= Khalid Duran =

Middle East-American sociologist and historian (1939–2010)

Khalid Durán (4 April 1939 – 17 April 2010) was a specialist in the history, sociology, and politics of the Islamic world. He studied Middle Eastern languages and Islam in Bosnia and Morocco, and sociology and political science at the universities of Bonn and Berlin.

In the 1970s, he worked at Pakistan's Islamic Research Institute and traveled extensively in the Middle East and South Asia. He was a visiting professor at universities in Pakistan, Austria, Germany, Scandinavia, and the United States, teaching at departments of anthropology, history, religion, and sociology. He is the author of five books and numerous articles on Islam, the Middle East, North Africa, and Central and South Asia, covering both history and current affairs.

==Career==
Durán was trained in Middle Eastern languages and Islamic studies in Morocco, Bosnia, and Pakistan. From 1961 to 1968, he studied political science and sociology at the Universities of Bonn and Berlin.

Durán was a senior fellow and researcher with the German Institute for Middle East Studies (Deutsches Orient-Institut) in Hamburg from 1978 to 1986. In 1984–1985, he also worked with the Tokyo-based United Nations University.

After 1986, Durán was a visiting professor of Middle East Studies at a number of universities in the United States, including Temple University in Philadelphia, American University in Washington, D.C., the University of California, Irvine in Irvine, California, and the University of Louisville in Louisville, Kentucky.

Durán was the editor of TransIslam Magazine, a quarterly journal analyzing Islam-related political and sociological developments. He was the president of the Ibn Khaldun Society.

For more than a decade, Khalid was employed as a human rights and country conditions consultant by Princeton, N.J. based Political Asylum Research and Documentation Service (PARDS), founded in 1990, and directed by Michael A. Pellerin. In this capacity Khalid contributed substantively and pivotally to the asylum claims of countless petitioners fleeing persecution, torture, and extrajudicial killings throughout the Islamic world.
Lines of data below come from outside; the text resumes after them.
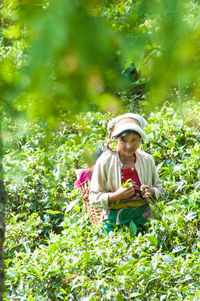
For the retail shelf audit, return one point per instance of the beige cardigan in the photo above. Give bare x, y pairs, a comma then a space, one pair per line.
106, 176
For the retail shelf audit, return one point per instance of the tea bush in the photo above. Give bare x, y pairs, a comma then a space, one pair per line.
53, 253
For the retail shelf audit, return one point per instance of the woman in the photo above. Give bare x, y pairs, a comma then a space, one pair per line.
125, 205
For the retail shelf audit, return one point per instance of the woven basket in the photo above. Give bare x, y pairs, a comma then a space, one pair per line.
94, 213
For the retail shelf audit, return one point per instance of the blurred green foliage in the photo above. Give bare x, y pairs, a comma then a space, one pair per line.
77, 55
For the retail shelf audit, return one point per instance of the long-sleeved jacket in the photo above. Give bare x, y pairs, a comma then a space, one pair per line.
106, 176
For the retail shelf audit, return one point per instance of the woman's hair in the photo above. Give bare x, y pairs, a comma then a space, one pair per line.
110, 139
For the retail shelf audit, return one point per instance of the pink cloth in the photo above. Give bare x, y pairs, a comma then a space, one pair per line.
85, 175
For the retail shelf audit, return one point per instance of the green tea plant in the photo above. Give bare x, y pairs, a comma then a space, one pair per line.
53, 253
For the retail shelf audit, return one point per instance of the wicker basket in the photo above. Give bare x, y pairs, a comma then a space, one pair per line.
94, 213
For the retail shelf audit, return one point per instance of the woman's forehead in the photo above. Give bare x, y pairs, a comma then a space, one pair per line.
130, 136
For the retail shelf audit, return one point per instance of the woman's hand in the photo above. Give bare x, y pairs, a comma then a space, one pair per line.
147, 191
123, 193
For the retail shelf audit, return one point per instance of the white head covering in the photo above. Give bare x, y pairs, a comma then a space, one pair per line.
128, 121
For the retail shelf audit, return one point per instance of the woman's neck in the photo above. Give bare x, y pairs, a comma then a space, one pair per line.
128, 162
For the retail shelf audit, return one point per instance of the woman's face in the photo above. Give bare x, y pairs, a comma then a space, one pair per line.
128, 144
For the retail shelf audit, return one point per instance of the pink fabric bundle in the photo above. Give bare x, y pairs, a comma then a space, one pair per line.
85, 175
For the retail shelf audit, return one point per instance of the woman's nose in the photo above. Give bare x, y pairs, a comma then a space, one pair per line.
129, 145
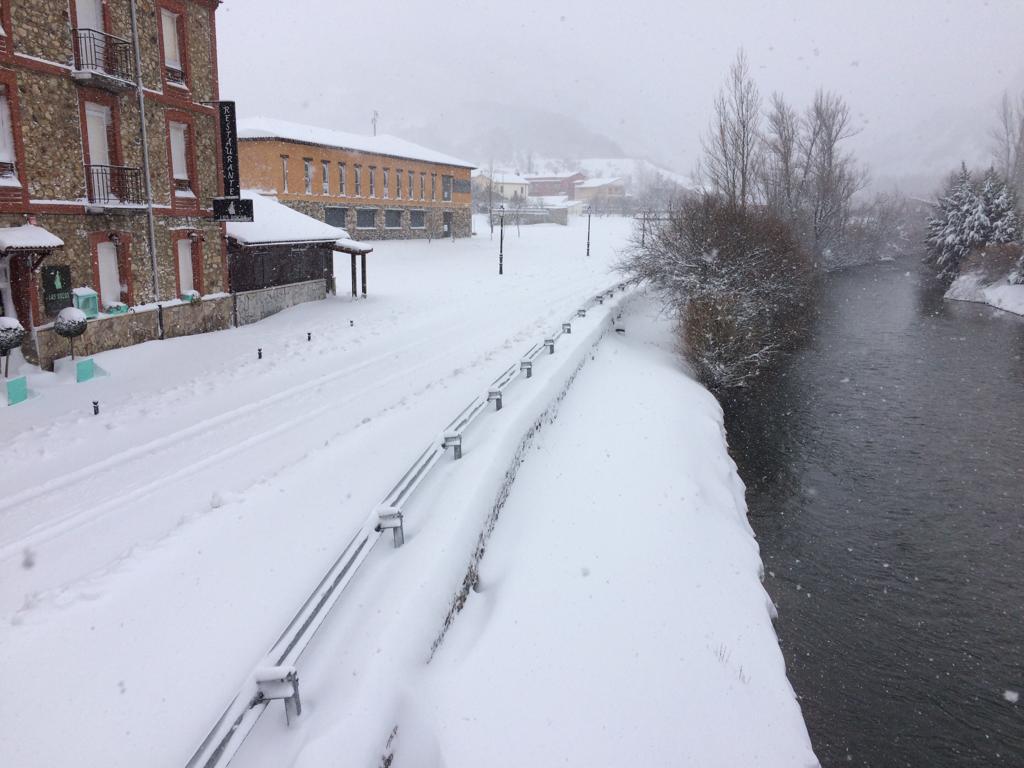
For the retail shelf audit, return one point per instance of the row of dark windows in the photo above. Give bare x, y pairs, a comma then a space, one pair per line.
366, 218
401, 182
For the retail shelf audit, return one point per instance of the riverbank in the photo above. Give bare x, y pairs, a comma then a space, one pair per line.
621, 617
884, 482
999, 294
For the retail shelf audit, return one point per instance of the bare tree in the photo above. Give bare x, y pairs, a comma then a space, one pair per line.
1008, 141
732, 144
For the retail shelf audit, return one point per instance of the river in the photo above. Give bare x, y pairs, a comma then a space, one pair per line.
885, 473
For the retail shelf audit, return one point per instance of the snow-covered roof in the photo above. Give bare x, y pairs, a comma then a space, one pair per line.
275, 222
347, 245
510, 178
28, 238
596, 182
310, 134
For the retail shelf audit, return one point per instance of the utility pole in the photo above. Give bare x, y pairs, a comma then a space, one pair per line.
588, 229
501, 244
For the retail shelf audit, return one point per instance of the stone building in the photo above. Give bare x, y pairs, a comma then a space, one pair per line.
563, 184
79, 90
377, 187
283, 258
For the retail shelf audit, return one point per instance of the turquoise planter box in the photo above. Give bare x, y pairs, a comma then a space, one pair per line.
86, 300
17, 390
85, 370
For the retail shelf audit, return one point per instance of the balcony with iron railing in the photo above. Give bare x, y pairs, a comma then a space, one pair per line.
103, 59
115, 185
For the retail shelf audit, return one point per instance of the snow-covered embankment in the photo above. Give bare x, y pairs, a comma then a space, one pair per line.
620, 619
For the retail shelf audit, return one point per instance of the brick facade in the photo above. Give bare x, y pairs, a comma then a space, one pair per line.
262, 168
49, 89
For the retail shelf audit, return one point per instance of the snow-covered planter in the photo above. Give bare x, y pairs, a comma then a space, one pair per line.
11, 336
71, 324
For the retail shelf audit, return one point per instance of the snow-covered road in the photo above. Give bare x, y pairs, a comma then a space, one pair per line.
148, 555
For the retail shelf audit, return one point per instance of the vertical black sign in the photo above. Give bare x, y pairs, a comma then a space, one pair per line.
56, 289
229, 148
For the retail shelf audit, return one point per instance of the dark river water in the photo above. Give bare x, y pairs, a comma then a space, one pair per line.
885, 473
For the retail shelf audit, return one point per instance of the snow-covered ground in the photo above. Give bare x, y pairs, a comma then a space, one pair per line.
150, 555
974, 287
620, 619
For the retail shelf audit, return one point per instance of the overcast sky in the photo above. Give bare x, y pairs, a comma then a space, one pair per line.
921, 76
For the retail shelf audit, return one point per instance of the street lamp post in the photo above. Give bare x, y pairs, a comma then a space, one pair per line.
588, 229
501, 242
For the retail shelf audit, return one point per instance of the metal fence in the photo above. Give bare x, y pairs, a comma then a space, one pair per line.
96, 51
114, 184
275, 677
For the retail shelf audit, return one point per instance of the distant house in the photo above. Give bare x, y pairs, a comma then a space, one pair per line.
382, 187
544, 186
507, 184
606, 195
283, 258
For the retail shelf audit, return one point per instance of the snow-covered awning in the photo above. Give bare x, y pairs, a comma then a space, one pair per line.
347, 245
274, 222
28, 238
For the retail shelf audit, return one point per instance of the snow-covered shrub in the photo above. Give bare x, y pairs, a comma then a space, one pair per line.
740, 285
11, 334
71, 323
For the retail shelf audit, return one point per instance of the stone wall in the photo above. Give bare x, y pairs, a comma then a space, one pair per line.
252, 306
197, 317
100, 334
113, 332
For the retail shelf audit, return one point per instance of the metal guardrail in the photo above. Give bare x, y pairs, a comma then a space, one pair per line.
275, 677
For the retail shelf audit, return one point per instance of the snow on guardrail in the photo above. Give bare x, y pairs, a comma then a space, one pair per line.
274, 677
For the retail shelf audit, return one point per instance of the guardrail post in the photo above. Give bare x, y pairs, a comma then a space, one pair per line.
495, 395
280, 682
453, 440
390, 517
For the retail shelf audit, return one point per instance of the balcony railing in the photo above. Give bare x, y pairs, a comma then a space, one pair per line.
104, 54
115, 184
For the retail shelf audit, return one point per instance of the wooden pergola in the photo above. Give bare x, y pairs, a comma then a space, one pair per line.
354, 248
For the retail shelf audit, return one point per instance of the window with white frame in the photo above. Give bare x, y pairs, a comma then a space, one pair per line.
170, 31
179, 158
366, 218
8, 174
110, 273
186, 281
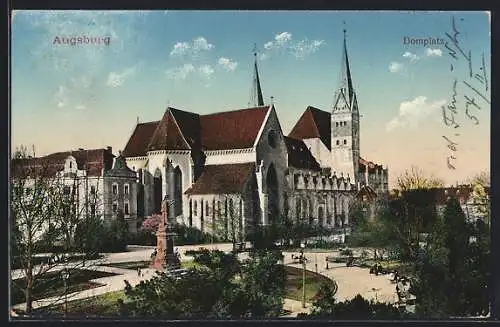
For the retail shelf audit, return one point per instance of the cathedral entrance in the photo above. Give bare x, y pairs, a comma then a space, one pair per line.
272, 193
157, 191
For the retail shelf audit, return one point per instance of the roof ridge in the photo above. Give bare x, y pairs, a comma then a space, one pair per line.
314, 122
237, 110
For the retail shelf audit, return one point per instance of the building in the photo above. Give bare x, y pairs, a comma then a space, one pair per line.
236, 169
94, 182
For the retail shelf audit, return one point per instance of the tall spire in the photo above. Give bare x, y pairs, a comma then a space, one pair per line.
346, 83
256, 98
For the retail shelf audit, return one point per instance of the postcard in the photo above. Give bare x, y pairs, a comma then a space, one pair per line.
181, 164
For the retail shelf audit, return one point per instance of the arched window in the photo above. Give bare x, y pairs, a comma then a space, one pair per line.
298, 208
190, 213
178, 191
231, 216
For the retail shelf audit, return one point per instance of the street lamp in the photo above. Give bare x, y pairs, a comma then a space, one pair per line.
65, 276
303, 261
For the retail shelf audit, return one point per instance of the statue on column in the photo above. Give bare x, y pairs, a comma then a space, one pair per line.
165, 255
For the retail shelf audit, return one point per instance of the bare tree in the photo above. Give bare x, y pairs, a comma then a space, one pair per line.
39, 218
415, 178
483, 178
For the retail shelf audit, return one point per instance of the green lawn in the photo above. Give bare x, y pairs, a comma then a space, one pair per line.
106, 304
101, 305
51, 284
133, 265
294, 284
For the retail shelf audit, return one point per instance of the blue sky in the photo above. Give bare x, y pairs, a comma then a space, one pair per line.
66, 97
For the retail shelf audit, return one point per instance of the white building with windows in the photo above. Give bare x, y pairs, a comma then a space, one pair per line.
93, 181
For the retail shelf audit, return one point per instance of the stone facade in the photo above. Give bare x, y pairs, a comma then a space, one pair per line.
242, 160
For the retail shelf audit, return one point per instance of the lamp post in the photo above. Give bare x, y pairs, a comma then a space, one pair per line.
65, 277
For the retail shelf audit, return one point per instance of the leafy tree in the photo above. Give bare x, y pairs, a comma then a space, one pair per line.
224, 288
415, 178
150, 224
263, 284
90, 234
37, 220
453, 271
118, 234
194, 296
326, 307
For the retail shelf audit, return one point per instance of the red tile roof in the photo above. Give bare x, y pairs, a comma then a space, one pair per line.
299, 155
94, 160
168, 135
232, 129
189, 124
314, 123
223, 179
371, 166
138, 142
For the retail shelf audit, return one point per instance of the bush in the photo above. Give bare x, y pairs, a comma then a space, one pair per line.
143, 237
346, 252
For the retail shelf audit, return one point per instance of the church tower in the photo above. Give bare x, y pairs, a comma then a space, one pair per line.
345, 125
256, 98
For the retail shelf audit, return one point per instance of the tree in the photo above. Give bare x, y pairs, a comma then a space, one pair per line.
37, 220
357, 308
453, 270
224, 288
415, 178
117, 233
483, 178
263, 283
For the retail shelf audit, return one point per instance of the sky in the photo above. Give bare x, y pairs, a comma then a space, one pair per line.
136, 63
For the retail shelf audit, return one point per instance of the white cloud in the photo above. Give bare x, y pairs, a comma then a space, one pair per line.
395, 67
304, 48
201, 43
117, 79
60, 97
180, 73
282, 38
227, 64
180, 48
191, 48
434, 52
411, 56
206, 70
283, 43
414, 111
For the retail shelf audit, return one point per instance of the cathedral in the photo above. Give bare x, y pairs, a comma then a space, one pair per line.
227, 172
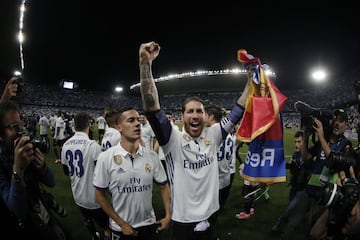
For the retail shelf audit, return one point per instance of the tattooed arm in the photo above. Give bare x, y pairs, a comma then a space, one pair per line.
149, 94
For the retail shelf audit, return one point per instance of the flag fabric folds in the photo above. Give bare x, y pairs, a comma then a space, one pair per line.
261, 126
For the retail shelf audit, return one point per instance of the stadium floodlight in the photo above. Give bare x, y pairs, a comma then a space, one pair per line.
319, 75
118, 89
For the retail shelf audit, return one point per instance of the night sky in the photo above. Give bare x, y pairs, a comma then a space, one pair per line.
96, 44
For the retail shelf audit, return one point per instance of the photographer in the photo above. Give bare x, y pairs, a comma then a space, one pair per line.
22, 171
350, 224
331, 141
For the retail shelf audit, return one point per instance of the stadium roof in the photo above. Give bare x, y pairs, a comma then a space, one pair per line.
200, 81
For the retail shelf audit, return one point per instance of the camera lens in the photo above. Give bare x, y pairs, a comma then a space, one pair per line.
331, 196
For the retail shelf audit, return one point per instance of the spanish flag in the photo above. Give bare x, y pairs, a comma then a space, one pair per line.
263, 103
261, 125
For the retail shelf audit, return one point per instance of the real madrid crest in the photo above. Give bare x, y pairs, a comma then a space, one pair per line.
187, 137
117, 159
147, 168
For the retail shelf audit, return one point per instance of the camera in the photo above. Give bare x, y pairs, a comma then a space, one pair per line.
308, 121
309, 114
340, 200
37, 142
337, 162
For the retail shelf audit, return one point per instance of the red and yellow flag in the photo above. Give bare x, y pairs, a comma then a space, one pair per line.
263, 103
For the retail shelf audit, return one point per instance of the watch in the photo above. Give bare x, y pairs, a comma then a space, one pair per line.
17, 177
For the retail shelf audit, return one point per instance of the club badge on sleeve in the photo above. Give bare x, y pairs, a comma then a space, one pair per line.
117, 159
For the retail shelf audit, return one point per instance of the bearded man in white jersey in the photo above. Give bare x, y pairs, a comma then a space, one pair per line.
190, 153
78, 156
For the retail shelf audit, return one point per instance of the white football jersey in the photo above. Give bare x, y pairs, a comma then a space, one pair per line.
43, 125
60, 128
225, 156
193, 173
79, 154
148, 135
130, 182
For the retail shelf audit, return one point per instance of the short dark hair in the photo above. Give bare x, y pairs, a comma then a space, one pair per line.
299, 134
5, 107
216, 111
81, 121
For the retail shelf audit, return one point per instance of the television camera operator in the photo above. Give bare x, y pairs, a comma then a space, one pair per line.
341, 219
25, 213
327, 132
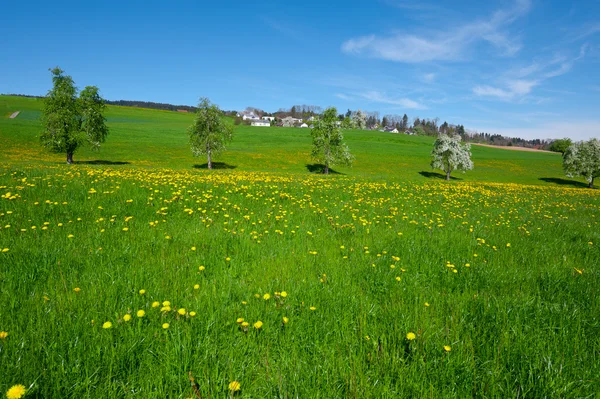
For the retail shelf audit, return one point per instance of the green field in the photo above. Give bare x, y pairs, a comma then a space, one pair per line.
495, 275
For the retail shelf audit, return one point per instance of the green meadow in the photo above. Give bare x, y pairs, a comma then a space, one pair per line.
136, 272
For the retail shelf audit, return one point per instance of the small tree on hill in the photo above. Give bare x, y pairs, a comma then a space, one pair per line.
209, 133
70, 121
328, 141
449, 154
560, 145
583, 159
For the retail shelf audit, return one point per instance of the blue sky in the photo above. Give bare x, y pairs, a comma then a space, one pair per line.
526, 68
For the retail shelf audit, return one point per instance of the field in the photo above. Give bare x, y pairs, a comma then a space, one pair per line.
136, 270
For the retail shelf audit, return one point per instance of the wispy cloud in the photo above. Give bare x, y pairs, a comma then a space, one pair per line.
377, 97
344, 96
450, 45
518, 83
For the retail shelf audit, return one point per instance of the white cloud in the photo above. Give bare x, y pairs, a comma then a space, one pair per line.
378, 97
448, 45
344, 97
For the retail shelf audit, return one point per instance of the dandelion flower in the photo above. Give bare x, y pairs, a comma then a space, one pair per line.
16, 392
234, 386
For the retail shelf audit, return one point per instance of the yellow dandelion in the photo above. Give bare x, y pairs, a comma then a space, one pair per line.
16, 392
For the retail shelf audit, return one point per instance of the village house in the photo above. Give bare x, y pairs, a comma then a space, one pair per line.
261, 122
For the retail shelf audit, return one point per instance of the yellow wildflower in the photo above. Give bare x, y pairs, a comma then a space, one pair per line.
16, 392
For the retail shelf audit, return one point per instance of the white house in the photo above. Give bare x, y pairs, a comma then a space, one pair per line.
261, 123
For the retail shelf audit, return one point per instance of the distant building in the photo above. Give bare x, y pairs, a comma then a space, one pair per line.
260, 122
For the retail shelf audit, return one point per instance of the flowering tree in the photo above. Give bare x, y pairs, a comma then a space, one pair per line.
449, 154
583, 159
70, 121
328, 141
209, 133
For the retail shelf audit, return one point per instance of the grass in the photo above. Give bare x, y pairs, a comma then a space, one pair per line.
503, 274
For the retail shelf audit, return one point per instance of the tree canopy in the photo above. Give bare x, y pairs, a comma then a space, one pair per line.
450, 154
209, 133
583, 159
328, 141
70, 121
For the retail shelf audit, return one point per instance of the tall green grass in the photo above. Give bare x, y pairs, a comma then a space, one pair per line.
496, 281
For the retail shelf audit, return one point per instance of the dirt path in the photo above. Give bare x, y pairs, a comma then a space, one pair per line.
514, 148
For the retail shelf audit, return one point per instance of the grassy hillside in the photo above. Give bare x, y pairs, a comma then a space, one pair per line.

Khalid was a childhood friend of Haris Silajdzic, Foreign Minister of Bosnia and Herzegovina. During a live June 13, 1993 C-Span debate with U.S. Army War College Professor, Colonel Harry Summers Jr., Michael A. Pellerin of Princeton, New Jersey based Political Asylum Research and Documentation Service, successfully convinced Summers to abandon his staunch opposition to lifting the U.S. arms embargo against the Government of Bosnia and Herzegovina. Summer's stunning reversal was memorialized the following day, June 14, 1993, on CNN's Larry King Live where he appeared as a guest, together with Silajdzic. Soon thereafter, Clinton ordered the arms embargo lifted, thus saving countless lives and hastening an end to the Yugoslav Genocide in Bosnia. It was a high honor to call Khalid both colleague and personal friend.

==Islamofascism==

According to The Guardians Albert Scardino, Duran coined the term "Islamofascism." Malise Ruthven, however, used the word in an article published in The Independent on 8 September 1990 (p. 15).